As an example, Figure 10 shows the subVOG 1 of VOG11160, which contains two mRNAs encoding the matrix protein 1 from the Influenza A virus (H3N2) and the Influenza B virus. There are three RNA structural motifs described in the literature for the Influenza A mRNA. Nucleotides 105 to 192 form either a multibranch structure, according to Moss et al. [23] and Jiang et al. [52], or a double hairpin structure, proposed by Jiang et al. [52]. Two consecutive stem-loop structures are formed from position 682 to 744, according to Moss et al. [23]. Despite the sequences’ dissimilarity between Influenza A and B, both motifs are partly conserved, according to our RNAz analysis of the corresponding subVOG (Figure 10). Our analysis supports the second hairpin loop from the double hairpin structure, described by Jiang et al. (Figure 10a–c). From the second motif, proposed by Moss et al., we also found that the second hairpin structure was partly conserved (Figure 10d–e). The consensus structure of the first motif has a high structure conservation index (SCI) of 0.78, although the part of the alignment covering the structure has a low pairwise identity of 29%. The second motif has an SCI of 0.58 and a pairwise identity of 32%. Our analysis also revealed three further conserved stem-loop structures—position 346 to 369, 438 to 483, and 654 to 674, with SCIs and mPIDs of 0.81 and 29%, 0.66 and 48%, and 0.65 and 33%, respectively.
A recent study of secondary structures in alphaviruses by Kutchko et al. revealed that Sindbis virus mRNAs harbor many functional structures, but they are poorly conserved in the closely related Venezuelan equine encephalitis virus [53]. The corresponding subVOG containing mRNAs coding for the non-structural protein 1 includes orthologous mRNAs from 12 further alphaviruses. We identified three short structures that are conserved in all of the contained species and overlap with the functional structures described by Kutchko et al., while all other structures reported by Kutchko et al. are indeed poorly conserved in further Alphavirus species.
An example of a subVOG in which structures are conserved across mRNAs from different taxonomic families is given in Figure 11. Shown is a subVOG containing proteins from two mosaic viruses (Maracuja mosaic virus, Tobacco mosaic virus), the Bell pepper mottle virus, and the Odontoglossum ringspot virus (Figure 11a,b). The proteins are classified as replicases and RNA polymerases. The subVOG contains overall 15 locally conserved structured regions. Figure 11 shows the region covering alignment positions 4766 to 4815. The alignment covering this structure has an mPID of 72% and the structures are conserved with an SCI of 0.9.
Overall, we subdivided 21,200 VOGs containing, on average, 11 proteins (233,380 in total) into a total of 42,293 subVOGs, containing, on average, five mRNAs (201,708 in total) and three structured regions (147,087 in total). The VOGs with more than two sequences that had to be split up contain, on average, four subVOGs.
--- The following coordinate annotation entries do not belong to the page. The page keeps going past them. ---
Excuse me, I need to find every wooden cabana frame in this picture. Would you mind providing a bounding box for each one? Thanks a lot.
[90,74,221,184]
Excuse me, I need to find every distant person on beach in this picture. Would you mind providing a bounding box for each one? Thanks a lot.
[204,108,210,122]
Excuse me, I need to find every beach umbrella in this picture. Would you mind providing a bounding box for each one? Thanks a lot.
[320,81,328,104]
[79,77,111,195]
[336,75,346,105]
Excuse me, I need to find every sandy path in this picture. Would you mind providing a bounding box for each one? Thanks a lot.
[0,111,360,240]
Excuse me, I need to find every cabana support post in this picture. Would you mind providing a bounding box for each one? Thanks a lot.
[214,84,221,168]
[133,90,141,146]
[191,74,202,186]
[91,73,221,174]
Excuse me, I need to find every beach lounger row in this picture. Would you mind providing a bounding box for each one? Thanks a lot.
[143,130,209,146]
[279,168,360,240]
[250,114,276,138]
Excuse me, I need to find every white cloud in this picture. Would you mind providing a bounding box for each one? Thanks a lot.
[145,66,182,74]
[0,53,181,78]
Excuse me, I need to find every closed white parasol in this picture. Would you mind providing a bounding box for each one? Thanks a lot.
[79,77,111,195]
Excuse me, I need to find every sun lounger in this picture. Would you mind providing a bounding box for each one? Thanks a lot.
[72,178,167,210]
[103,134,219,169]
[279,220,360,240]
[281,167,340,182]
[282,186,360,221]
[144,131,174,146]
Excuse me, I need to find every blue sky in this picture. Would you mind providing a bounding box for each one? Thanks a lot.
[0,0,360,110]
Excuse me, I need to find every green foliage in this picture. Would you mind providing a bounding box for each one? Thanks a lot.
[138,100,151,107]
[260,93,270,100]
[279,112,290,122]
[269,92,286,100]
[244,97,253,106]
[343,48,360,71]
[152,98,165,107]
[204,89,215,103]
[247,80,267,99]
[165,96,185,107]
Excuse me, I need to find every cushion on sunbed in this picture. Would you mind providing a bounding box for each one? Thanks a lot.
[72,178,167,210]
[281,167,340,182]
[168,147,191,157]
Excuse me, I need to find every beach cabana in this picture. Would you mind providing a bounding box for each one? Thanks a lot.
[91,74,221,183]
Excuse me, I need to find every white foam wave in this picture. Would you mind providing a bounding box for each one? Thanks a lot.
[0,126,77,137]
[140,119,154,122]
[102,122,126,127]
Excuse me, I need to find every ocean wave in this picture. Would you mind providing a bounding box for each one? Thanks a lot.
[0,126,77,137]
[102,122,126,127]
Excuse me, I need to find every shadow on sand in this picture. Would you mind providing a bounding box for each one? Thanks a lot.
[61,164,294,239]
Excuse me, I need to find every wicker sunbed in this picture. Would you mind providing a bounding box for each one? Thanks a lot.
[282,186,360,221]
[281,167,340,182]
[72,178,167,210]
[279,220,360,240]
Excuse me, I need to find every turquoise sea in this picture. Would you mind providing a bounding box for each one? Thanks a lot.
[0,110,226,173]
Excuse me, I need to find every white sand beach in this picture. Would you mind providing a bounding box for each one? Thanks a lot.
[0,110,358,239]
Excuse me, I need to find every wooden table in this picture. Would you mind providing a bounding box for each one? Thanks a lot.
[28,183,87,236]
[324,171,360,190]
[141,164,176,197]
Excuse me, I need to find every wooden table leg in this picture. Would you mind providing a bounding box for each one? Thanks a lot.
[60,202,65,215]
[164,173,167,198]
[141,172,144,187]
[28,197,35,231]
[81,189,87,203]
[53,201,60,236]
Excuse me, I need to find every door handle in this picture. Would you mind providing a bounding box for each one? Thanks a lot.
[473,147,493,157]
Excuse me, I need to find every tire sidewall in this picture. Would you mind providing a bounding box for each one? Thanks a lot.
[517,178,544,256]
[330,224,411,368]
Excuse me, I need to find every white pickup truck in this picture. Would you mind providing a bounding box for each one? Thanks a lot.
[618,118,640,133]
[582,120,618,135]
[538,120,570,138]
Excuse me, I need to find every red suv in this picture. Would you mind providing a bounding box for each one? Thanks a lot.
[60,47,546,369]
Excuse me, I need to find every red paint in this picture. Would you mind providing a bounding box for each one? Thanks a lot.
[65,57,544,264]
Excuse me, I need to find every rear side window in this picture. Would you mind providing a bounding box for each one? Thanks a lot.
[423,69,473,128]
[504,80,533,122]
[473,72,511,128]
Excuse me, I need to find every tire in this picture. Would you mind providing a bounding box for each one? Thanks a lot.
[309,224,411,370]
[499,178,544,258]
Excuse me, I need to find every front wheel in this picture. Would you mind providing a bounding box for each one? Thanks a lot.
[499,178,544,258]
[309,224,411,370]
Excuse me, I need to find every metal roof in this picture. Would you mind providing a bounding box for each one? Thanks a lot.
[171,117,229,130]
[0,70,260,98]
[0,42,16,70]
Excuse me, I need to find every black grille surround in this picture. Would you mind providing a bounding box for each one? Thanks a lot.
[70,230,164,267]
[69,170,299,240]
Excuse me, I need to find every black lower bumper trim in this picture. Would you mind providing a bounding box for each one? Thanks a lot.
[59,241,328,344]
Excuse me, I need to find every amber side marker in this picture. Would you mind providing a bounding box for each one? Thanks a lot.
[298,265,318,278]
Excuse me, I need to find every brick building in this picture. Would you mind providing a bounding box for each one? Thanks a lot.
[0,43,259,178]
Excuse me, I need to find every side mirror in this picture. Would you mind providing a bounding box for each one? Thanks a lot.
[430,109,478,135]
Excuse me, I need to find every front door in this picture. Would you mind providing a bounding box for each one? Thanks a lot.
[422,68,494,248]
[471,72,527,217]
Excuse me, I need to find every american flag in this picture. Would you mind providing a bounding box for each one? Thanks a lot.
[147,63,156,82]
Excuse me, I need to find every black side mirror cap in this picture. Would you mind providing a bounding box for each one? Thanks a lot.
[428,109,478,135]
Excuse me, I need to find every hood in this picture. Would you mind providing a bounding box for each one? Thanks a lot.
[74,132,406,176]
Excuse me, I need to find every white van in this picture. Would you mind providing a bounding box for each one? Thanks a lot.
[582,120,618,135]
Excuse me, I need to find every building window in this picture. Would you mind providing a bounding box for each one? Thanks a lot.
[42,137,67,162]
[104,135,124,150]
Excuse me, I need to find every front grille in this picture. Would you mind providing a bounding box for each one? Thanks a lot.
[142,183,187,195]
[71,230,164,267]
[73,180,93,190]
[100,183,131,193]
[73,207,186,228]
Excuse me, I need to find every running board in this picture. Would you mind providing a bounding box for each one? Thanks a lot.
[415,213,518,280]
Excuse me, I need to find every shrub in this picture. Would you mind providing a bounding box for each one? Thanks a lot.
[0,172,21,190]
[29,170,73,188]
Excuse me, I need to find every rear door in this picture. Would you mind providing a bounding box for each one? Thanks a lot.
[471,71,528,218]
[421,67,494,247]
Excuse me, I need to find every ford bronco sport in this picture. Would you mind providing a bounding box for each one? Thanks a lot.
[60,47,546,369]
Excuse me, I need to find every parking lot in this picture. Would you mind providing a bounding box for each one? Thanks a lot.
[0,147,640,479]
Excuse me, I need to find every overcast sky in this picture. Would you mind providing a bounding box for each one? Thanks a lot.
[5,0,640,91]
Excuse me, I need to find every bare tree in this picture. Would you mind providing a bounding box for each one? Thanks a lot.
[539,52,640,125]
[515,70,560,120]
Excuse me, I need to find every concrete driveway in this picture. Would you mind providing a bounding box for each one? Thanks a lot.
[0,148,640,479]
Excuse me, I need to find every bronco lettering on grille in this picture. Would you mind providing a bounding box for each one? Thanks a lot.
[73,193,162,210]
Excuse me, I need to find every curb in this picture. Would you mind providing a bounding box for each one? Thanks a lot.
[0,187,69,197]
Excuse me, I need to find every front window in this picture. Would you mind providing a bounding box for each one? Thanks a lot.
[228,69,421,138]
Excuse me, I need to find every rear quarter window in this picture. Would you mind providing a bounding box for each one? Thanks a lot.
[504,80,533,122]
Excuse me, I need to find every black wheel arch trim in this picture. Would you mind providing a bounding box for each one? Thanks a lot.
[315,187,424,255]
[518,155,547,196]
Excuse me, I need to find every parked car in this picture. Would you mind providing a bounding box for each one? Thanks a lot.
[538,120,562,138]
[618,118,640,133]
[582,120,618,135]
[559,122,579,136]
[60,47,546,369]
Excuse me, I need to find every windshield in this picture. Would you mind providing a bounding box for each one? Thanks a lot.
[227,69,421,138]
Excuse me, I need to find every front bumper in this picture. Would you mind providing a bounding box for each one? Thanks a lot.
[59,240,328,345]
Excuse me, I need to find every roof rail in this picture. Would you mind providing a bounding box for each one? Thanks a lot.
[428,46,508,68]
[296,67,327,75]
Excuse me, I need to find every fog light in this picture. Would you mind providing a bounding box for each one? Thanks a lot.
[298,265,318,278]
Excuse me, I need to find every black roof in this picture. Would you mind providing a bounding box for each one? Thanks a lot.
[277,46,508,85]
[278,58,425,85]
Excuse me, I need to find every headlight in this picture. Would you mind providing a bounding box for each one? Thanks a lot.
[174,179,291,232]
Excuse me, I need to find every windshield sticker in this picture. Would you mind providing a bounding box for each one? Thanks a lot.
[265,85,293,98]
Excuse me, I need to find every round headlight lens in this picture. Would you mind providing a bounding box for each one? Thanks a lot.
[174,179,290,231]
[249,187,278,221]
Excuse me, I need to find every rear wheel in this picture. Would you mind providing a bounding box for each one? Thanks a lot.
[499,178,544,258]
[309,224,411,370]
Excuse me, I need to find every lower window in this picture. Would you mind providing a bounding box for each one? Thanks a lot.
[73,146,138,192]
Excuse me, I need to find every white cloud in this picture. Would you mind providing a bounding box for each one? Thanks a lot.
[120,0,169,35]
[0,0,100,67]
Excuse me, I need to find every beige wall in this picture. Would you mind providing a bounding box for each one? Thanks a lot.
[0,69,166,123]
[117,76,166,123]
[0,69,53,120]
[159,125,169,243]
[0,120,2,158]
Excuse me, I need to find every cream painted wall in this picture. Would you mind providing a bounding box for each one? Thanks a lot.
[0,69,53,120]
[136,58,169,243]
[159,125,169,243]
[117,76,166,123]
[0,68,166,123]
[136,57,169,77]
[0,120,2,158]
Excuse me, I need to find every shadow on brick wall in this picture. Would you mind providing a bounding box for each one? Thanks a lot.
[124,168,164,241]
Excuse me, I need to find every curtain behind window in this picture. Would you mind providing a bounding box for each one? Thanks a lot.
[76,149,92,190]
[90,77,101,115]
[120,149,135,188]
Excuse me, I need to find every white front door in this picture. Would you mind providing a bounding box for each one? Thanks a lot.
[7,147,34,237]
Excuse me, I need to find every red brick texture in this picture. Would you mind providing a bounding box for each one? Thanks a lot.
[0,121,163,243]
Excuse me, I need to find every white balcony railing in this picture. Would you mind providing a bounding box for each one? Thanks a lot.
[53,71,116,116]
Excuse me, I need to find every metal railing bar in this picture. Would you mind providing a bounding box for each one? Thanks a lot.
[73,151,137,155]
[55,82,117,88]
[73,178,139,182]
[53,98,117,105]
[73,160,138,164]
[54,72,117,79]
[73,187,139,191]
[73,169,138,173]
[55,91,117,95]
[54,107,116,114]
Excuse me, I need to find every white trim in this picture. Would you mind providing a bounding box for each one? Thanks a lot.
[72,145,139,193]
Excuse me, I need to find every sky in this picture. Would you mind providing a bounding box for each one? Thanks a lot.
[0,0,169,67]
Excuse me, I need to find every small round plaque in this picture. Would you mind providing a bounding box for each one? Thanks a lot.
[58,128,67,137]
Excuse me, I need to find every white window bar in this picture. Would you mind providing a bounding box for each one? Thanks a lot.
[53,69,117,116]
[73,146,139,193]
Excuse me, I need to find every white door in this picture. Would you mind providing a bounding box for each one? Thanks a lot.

3.4. subVOG Covariance Models

We built covariance models for all structures found within subVOGs and, using cmsearch, found that in many cases, structures are conserved between different subVOGs and even between different VOGs. In most cases, this was due to a shared sequence domain. For example, the subVOG 64 from VOG00003 harbors four mRNA sequences from different nucleopolyhedroviruses, belonging to the family Baculoviridae. This subVOG was predicted to contain four conserved structures. One of these structures is a highly conserved stem-loop structure (Figure 11c). This structure can also be found in an mRNA of Heliothis virescens ascovirus 3e, belonging to the family Ascoviridae, which is part of VOG01276 (Figure 11d). The two structures are highly conserved with an SCI close to 1, although they are part of different VOGs and belong to mRNAs of different virus families. The alignment of the corresponding proteins revealed that these sequences share a common domain, but the sequence similarity is below the inclusion threshold of the VOG pipeline (Figure S3).

3.5. mRNA Stability and Length

It was shown for a number of eukaryotic and prokaryotic organisms that longer mRNAs exhibit more stable RNA structures, which allows for more efficient control of co-translational protein folding [45,46]. In our dataset of viral mRNA sequences, we also found a correlation between the free energy of the most stable 30-nucleotide segment of an mRNA (ΔGmin) and mRNA length (Pearson correlation coefficient −0.27; from here on referred to as Pearson’s r), but no correlation between the average energy of all possible 30-nucleotide windows (ΔGmean) and mRNA length (Table 1, Figure 12a). We additionally calculated the free energy of the most and least stable local optimal segment found by RNALalifold as well as the mean energy of all found RNALalifold segments, and obtained Pearson’s r values of −0.25, −0.07, and 0.29 respectively. The Pearson’s r of folding energy and GC content lies between −0.5 for ΔGmax and −0.94 for ΔGmean (Table 1, Figure 12b). The number of bases that are within functional structures is positively correlated with the alignment length of subVOGS (Pearson’s r 0.40, p-value < 2.2−16), while this correlation becomes negative when considering the percentage of bases within structures (structural coverage) instead of the absolute value (Pearson’s r −0.27, p-value < 2.2−16) (Figure 13). In other words, longer mRNAs harbor more or longer structured regions, but at the same time, the percentage of positions in functional structures decreases with increasing length. The only explanation for this effect that we can think of is that there is a certain number of structured elements needed for regulatory functions, which is largely independent of the mRNA length. As expected (see Figure 8), there is a weak but significant negative correlation (Pearson’s r −0.23, p-value < 2.2−16) between structural coverage and the number of sequences in the MSA, with more taxonomically diverse alignments containing fewer conserved structures.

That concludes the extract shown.